During World War II, two scientists invented the magnetron, a tube that produces microwaves. Installing magnetrons in Britain’s radar system, the microwaves were able to spot Nazi warplanes on their way to bomb the British Isles…. The idea of using microwave energy to cook food was accidentally discovered by Percy LeBaron Spencer of the Raytheon Company when he found that radar waves had melted a candy bar in his pocket. Experiments showed that microwave heating could raise the internal temperature of many foods far more rapidly than a conventional oven.

So, what exactly is a microwave, and are microwave ovens safe? We’ll need to consider the electromagnetic spectrum, something you’ve probably seen in your high school physics and chemistry classes.

The Electromagnetic Spectrum

Put simply, a “micro”-wave is a “small” wave that is on the order of 1 centimeter, not on the order of 1 micrometer, as the name would suggest. That is, these waves have wavelengths of about 1 centimeter. (A centimeter, or cm, is 1E-2 m.) When we compare this with visible light, which is on the order between 1E-6 and 1E-7, we see that microwaves are longer than visible light. If we remember that speed of light = (frequency of the wave)*(wavelength of the wave), where the speed of light is about 2.9979E8 m/s, then we can see that frequency is inversely proportional to the wavelength. What this means is microwaves travel at a lower frequency than visible light. (Frequency is measured in cycles per second, or Hertz.)

Again, from IdeaFinder.com:

[Microwaves] are found in the non-ionizing portion of the energy spectrum, between radio waves and visible light. “Non-ionizing” means that microwaves do not detach charged particles and produce atoms with an unbalanced plus or minus charge. Microwaves can therefore safely produce heat and not cause food to become radioactive.

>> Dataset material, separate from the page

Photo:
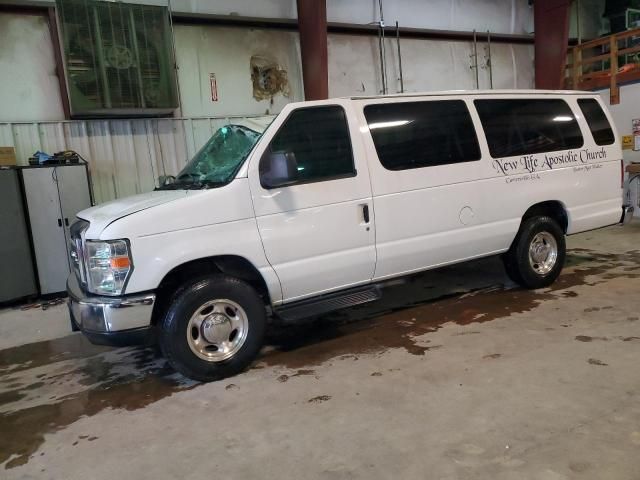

Now, let’s take a look at a few practical things about microwave ovens, like why radiation doesn’t escape into the kitchen, or is it safe to stop the microwave and reach in to grab the piping hot HotPocket about eat it right away? If you notice that there is a metal mesh screen in the door of the microwave. The side of the holes, on the order of half a centimeter or so, allows the physically smaller visible light waves to pass through but prevents the “larger” microwaves from leaving the microwave oven (remember that light waves are orders of magnitude smaller than microwaves). Also, you don’t need to worry about residual microwave radiation from the microwave oven because these waves always travel at the speed of light and will have been absorbed into your food long before it gets a chance to escape and hit you in the face.

More information on the history of the microwave oven can be found at Gallawa.com. Image from ScienceProg.

When you pluck a guitar string, you are essentially inducing what is known as a standing wave on the string. The plucked string is fixed at both ends, while the middle oscillates up and down very quickly, resulting in what looks like a standing oval along the string. Therefore, the term “standing wave” is aptly and intuitively named. In this particular case where the standing wave looks like one oval (not two or three, etc.), the wavelength of the standing wave is simply twice the length of the “oval.”

Standing waves on guitar strings look sort of like single ovals.

To understand how you can get different tones of sound from one guitar string, we need to understand how sound and wavelength of the standing wave are related. One basic relation in mechanics is that speed equals the product of wavelength and frequency. We can apply that to sound: the speed of sound equals the wavelength times the frequency of oscillations of the vibrating object. The vibrating object in this case is the plucked guitar string. We can assume that the speed of sound in air is constant (the speed of sound is different in other media, such as water), so essentially the wavelength and frequency of the standing waves are inversely proportional – a short wavelength leads to a high frequency, and vice versa.

Now, where does the actual sound that we hear come in? The induced frequency from the standing wave’s wavelength gives rise to the sound that we hear. As long as there is an active wave on the guitar string (meaning the string is moving due to plucking and not just sitting there doing nothing), there is an associated wavelength and therefore a frequency as well. High-pitched sounds have high frequencies, and low-pitched sounds have low frequencies. Therefore, to get a high-pitched high-frequency sound from a guitar string, you want to fix one end of the string with your finger so that the wavelength is short, and this happens to be the part of the fingerboard closest to where your plucking fingers are. Using the same logic, you can get a variety of pitches by fixing the string’s end at various locations while plucking, which is exactly what guitar players do.

This is how you get different pitches of sound from one guitar string. There are other interesting aspects of musical instrument design, such as why different guitar strings have different pitches themselves, and how wind instruments (such as flutes) work.